Année universitaire 2019-2020 : Raccourcie à sept mois au lieu de neuf

Le coup d’envoi officiel de l’année universitaire 2019-2020 a été donné hier à Mahajanga. Un événement qui marque le retour des activités pédagogiques auprès des universités de la Grande île après quelques mois de perturbation à cause de l’épidémie de Covid-19.
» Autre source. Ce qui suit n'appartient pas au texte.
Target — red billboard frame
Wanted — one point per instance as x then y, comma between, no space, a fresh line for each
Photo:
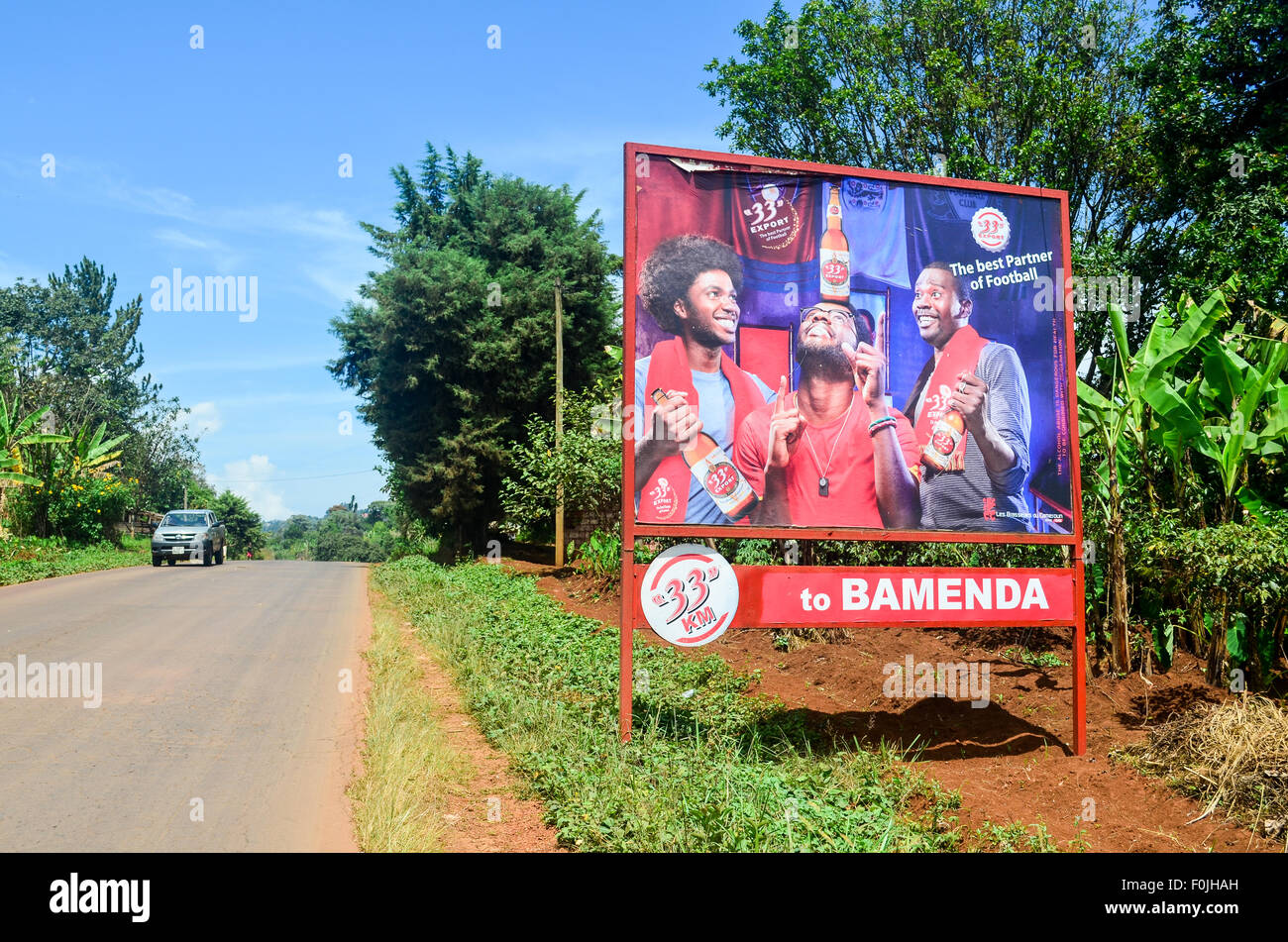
631,614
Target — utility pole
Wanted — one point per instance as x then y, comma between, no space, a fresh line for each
559,541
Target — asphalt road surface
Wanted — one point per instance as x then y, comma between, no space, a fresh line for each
222,725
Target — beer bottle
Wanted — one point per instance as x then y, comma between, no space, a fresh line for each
716,473
944,437
833,254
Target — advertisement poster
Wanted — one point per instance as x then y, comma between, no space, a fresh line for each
818,349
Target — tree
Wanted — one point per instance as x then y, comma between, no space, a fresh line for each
71,349
454,345
67,345
348,547
163,459
244,525
1138,120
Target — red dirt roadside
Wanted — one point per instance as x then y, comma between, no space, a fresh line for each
1009,761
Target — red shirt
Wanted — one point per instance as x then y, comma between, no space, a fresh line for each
851,498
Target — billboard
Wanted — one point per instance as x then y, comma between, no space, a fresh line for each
825,351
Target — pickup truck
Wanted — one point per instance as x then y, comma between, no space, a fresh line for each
189,536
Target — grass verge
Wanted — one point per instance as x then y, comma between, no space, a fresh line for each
708,769
30,559
407,765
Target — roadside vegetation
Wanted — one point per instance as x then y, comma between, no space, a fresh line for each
708,767
31,558
344,534
408,766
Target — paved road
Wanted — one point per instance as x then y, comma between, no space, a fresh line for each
218,683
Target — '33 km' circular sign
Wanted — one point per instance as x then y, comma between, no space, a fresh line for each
690,594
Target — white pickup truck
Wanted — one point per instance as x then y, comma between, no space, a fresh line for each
189,536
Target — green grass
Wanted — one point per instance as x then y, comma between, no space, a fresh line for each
708,767
1024,655
30,559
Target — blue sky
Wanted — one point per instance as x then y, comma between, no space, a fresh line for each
224,161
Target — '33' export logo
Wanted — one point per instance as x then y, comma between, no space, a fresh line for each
690,594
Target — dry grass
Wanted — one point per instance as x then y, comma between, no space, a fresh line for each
408,765
797,639
1233,756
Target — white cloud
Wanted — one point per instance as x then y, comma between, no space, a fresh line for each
227,259
204,417
250,365
252,478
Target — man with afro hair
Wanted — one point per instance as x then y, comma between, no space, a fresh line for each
690,284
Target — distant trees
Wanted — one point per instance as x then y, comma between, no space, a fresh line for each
244,525
452,347
68,348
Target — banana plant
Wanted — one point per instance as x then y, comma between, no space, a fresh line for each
1229,398
90,453
17,431
1144,390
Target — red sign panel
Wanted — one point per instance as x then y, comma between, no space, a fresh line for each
825,596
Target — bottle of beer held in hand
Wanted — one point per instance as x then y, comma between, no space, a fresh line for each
716,473
833,254
944,437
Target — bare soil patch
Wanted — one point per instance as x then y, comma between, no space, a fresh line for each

« La rentrée pour l’année universitaire 2019-2020 a été officialisée le 2 novembre dernier pour toutes les universités du pays. Nous sommes ici à Majunga pour marquer ce retour à la vie pédagogique et active dans les universités ». Ce sont là les propos d’Elia Béatrice Assoumacou, ministre de l’Enseignement supérieur et de la recherche scientifique lors d’un entretien avec les journalistes de la région Boeny en marge de la célébration de la rentrée solennelle de l’année universitaire 2019-2020 auprès du Campus Universitaire d’Ambondrona Mahajanga hier. Une célébration qui souligne la détermination du monde de l’enseignement supérieur et de la recherche scientifique à reprendre les activités après la période d’épidémie de Covid-19 mais surtout de ses conséquences dans ce domaine. En effet, à cause de ladite épidémie ainsi que des grèves incessantes des étudiants et des syndicats des enseignants-chercheurs et chercheurs-enseignants (SECES) durant des années, les années universitaires ont été perturbées et retardées.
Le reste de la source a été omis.